With interest rates in Canada on a downward trend – and expected to continue their decline – the real estate sector, particularly Real Estate Investment Trusts (REITs), is becoming increasingly attractive.
When bond yields fall, investors often seek alternatives for income, making REITs appealing due to their higher yield potential and nature of leveraging lower interest rates to finance property purchases more cheaply.
In this environment, REIT ETFs stand out as a potent choice for those looking to gain broad exposure to the real estate market while also harvesting steady, above-average monthly income.

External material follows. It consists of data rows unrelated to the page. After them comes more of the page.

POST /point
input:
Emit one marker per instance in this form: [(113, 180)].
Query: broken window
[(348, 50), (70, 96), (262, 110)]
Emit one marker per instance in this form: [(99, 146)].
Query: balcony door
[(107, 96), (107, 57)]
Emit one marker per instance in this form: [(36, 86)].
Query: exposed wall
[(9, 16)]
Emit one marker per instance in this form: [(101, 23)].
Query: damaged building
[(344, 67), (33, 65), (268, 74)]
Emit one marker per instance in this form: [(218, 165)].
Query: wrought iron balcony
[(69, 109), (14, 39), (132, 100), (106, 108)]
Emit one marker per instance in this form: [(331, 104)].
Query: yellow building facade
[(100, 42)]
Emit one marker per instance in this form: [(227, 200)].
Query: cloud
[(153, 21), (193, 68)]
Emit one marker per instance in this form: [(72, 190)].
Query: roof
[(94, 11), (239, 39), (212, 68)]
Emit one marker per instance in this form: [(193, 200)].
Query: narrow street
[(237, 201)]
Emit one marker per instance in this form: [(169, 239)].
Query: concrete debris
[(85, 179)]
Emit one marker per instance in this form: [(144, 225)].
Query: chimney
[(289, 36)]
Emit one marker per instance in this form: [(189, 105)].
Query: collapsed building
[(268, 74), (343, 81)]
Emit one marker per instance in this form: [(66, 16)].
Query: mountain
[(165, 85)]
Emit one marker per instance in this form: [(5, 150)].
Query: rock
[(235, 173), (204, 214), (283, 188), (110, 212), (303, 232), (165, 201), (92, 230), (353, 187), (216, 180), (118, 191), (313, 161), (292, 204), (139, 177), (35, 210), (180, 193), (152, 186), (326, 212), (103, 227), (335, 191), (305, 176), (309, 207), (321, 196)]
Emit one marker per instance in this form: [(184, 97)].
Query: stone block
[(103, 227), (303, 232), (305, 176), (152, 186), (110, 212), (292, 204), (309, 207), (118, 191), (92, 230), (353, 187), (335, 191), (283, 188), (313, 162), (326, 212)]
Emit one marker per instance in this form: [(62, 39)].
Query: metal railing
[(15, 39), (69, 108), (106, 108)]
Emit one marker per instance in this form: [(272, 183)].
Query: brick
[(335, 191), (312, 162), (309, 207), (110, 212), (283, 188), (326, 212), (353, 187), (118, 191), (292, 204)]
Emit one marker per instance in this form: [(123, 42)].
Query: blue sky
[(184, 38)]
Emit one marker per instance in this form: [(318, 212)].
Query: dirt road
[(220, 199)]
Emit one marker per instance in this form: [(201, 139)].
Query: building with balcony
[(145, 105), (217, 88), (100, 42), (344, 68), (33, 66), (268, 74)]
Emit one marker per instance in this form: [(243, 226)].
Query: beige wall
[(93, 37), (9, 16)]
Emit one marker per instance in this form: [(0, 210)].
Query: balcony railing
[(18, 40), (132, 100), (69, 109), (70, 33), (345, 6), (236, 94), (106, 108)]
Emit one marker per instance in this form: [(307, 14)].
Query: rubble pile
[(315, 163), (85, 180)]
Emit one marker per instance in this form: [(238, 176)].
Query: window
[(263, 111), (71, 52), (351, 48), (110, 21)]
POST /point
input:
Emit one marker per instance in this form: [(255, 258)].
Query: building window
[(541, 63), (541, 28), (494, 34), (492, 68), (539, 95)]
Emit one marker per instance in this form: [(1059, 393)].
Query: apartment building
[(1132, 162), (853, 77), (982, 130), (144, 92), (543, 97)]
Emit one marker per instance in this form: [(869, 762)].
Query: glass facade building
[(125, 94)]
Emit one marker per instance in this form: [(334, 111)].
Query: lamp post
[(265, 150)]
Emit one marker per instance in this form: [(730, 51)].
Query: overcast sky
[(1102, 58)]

Among the lineup of REIT ETFs available in Canada, one particularly notable option for those seeking diversified exposure across North America is the Hamilton REITs YIELD MAXIMIZER ETF (TSX:RMAX). Here’s what you need to know.
What does RMAX hold?
Currently, RMAX maintains an equally weighted portfolio consisting of 20 of the largest REITs across North America.
This strategic design ensures that the ETF does not overweight any particular subsector of the real estate market.
Consequently, investors gain exposure to a diverse mix of REIT types, including self-storage, office, retail, residential, industrial, data centres, and cell towers.
The inclusion of U.S. REITs alongside Canadian ones is a distinctive feature of RMAX, setting it apart from many other REIT ETFs that typically focus solely on Canadian properties.
This North American scope significantly enhances the diversification benefits for investors, spreading risk across different markets and real estate sectors.
How does RMAX generate income?
RMAX generates its notable yield through two primary income streams: the inherent distributions from the REITs it holds and the strategic use of covered calls.
REITs are typically favoured for their robust distribution yields, and by holding a portfolio of the 20 largest North American REITs, RMAX already establishes a solid base yield.
To further enhance income, RMAX employs a covered call strategy on up to 30% of its portfolio. This approach involves selling call options on holdings within the ETF.
Simply put, covered calls involve sacrificing some potential upside in exchange for immediate income. This means that while investors still benefit from 70% of the portfolio’s potential price appreciation, they also enjoy significantly higher monthly income.
As of the latest data from October 7th, with an NAV of $18.05, the last monthly distribution paid was $0.137 per share, which annualized works out to a 9.1% yield.